PayPal Holdings Inc. was spun off from eBay in 2015 and, judging from its share price three years later, it has been a tremendous investment. PayPal stock fell to $30 a share in August 2015. By September 2018, it was trading above the $93 mark. Following last month’s dip to $74.66, the stock is on the rise again, currently in the vicinity of $90.
PayPal stock’s 200% total return in three years translates into 44.2% compounded annually. This is something even the best money managers out there can only dream of. What bothers us that people tend to extrapolate the recent past into the distant future. This creates the belief that what has worked before will continue to work. Unfortunately, all the stock market crashes in history suggest otherwise.
So is PayPal stock still a good investment? Is it time to join the bulls or get defensive? Let’s see if the Elliott Wave Principle can help us answer these questions.

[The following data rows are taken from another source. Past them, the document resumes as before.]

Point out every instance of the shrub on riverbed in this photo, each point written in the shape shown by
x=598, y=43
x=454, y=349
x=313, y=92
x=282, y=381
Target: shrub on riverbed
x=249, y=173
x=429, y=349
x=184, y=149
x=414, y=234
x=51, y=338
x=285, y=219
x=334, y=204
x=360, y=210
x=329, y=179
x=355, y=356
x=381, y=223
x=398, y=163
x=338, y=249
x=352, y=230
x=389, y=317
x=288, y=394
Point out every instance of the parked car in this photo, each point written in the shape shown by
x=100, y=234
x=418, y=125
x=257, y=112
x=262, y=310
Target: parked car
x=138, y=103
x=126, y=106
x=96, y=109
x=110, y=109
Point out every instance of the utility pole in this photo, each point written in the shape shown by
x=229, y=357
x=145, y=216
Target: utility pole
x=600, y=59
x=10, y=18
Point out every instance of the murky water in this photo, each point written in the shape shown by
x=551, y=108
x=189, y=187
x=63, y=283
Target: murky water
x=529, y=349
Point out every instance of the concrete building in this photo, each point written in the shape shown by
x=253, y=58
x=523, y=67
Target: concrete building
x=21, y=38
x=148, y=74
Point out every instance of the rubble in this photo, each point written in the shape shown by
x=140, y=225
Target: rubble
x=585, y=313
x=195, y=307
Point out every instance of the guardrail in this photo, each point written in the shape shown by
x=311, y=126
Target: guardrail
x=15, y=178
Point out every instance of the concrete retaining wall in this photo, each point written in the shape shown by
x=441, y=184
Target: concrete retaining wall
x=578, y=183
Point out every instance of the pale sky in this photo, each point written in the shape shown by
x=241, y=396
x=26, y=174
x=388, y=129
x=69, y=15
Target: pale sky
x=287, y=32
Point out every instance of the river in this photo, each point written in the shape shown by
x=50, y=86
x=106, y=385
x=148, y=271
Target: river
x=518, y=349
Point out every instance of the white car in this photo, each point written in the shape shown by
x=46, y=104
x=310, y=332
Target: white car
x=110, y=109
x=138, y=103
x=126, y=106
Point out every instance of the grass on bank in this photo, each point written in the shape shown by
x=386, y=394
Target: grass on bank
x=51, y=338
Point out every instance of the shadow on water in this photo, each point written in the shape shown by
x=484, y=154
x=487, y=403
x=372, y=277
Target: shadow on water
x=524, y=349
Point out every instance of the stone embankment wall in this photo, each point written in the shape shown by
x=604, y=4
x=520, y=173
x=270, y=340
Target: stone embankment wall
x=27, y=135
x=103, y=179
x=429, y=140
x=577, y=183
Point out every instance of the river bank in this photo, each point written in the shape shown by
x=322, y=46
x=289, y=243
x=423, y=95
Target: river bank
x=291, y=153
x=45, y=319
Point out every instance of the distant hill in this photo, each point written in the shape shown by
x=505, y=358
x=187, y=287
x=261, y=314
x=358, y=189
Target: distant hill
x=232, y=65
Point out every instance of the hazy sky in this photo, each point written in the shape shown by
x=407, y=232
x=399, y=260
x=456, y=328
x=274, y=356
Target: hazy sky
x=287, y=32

The daily chart reveals the structure of PYPL stock’s bull market. The rally from $30 to almost $94 can be seen as the first three waves, labeled I-II-III, of a five-wave impulse. The sub-waves of wave III and the sub-waves of wave (3) of III are also clearly visible.
This means the recent dip to under $75 in October stands for wave IV down and wave V up is now in progress. Since wave V is supposed to exceed the top of wave III, it follows that $100 a share is within the bulls’ reach in the short-term.

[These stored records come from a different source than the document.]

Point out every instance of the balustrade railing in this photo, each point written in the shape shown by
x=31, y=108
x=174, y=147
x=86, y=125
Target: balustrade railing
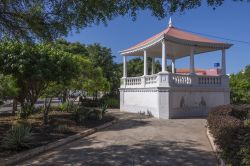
x=151, y=79
x=179, y=79
x=133, y=81
x=172, y=80
x=209, y=80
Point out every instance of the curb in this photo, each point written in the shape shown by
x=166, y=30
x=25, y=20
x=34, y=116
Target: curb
x=215, y=148
x=36, y=151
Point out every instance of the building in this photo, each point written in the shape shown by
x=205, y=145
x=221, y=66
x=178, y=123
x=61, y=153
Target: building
x=170, y=94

Danger Lurking Ahead for PayPal stock investors
On the other hand, the Elliott Wave theory states that we can expect a three-wave correction in the opposite direction as soon as wave V is over. The bearish RSI divergence between waves (3) and (5) of III also indicate PayPal stock is losing momentum.
Besides, PayPal’s 2018 guidance is for EPS of $1.69, which gives the stock a forward price to earnings ratio of almost 53. This is a very high ratio, which means a lot of optimism is already priced in PayPal’s valuation. And where optimism is strong, disappointment lurks.
In conclusion, PayPal stock seems determined to reach $100 a share. Instead of joining the bulls, though, investors should proceed with caution. We believe a 30% decline to the support near $70 is just around the corner for the online payments provider.